Let $R$ be a Dedekind domain with $K=Frac(K)$, $\mathcal{C}$/$R$ be an arithmetic surface,
and let $C/K$ be the generic fiber of $\mathcal{C}$.
Why any point in $\mathcal{C}(R)$ can be specialized to the generic fiber to a point in $C(K)$?
In fact, it is the second line of the proof of Cor4.4 in the "advanced topics in the arithmetic of elliptic curves"
Consider a section $\mathrm{Spec} R \to \mathcal{C}$. The inclusion of $R$-algebras $R \hookrightarrow K$ induces a canonical morphism $\mathrm{Spec} K \to \mathrm{Spec} R$. Thus we obtain a point $\mathrm{Spec} K \to \mathcal{C}$ (factoring through our section from above).

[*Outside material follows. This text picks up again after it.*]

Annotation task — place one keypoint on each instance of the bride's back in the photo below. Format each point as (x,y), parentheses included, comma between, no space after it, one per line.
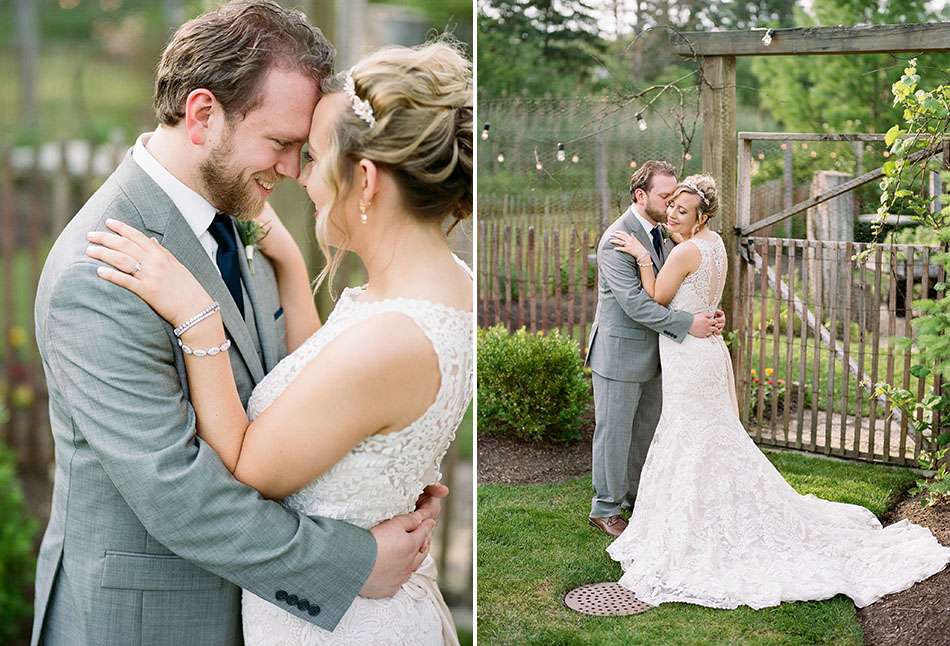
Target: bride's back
(701,290)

The generic fiber is just the base change along this morphism $\mathrm{Spec} K \to \mathrm{Spec} R$, so $K$-points on $\mathcal{C}$ are the same as $K$-points on $C$.
In simpler terms if $(x_0,...,x_n)$ is a point on $C$ and $x_0, ..., x_n \in R$ then viewing them as elements of $K$ gives a point on $C$.
The harder thing here is the converse (going from a $K$-point to an $R$-point) which is true when $C$ is proper (the valuative criterion allows us to do the scheme version of "clearing denominators").